Le nez dans un verre de Pouilly frais et attablée devant un Irish Stew au Corcoran’s de la Porte des Lilas, je défie le temps. Impermanent, irréversible, conduisant à la mort de manière inéluctable, c’est ainsi qu’on qualifie le temps. Insaisissable dirais-je.
A la table d’à côté, les filles ont un petit coup dans le thème du défi. Elles s’excitent, s’exclament, applaudissent l’orchestre au fond de la salle. Elles jouent avec leurs cheveux, prennent les photos, les smartphones crépitent. On ne s’entend plus, les guitares couinent, mes oreilles explosent.

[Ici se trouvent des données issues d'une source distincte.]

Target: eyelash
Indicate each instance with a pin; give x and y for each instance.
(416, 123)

Les garçons ont des yeux de loups de Tex Avery, une petit mère Noël en jupette au ras des fesses se trémousse à côté d’une dame dont la danse efface l’âge respectable. Tout le monde sympathise avec chacun et Noël approchant clignote au bar en guirlandes multicolores. Les tables se vident et dehors on trépigne, la clope au bec, des jeunes glissent leurs bras sous le coton de leur tee shirt en quête de chaleur. Ils claquent des dents. Puis retournent dans la fureur et dans le bruit. Police et Dire Straits ont toujours la côte en 2013, je ne ressens pas de décalage. Mes doigts pianotent sur la table, mes pieds tambourinent au sol. J’ai vingt ans. Je suis bien, dans mon temps, à l’instant qui passe, déjà. Pour un peu je me lèverais, me déhancherais en musique. Quelque chose me retient qui n'est pas un lumbago ou de l'arthrose. Quelque chose d'impalpable....
Il faut bien rentrer, quitter l’illusion, refermer la parenthèse, retourner chez soi, le nez au vent glacé. Je revêts l’uniforme de cinquantenaire bien dans sa peau, je fais croire au monde que du temps a passé, que je l’accepte.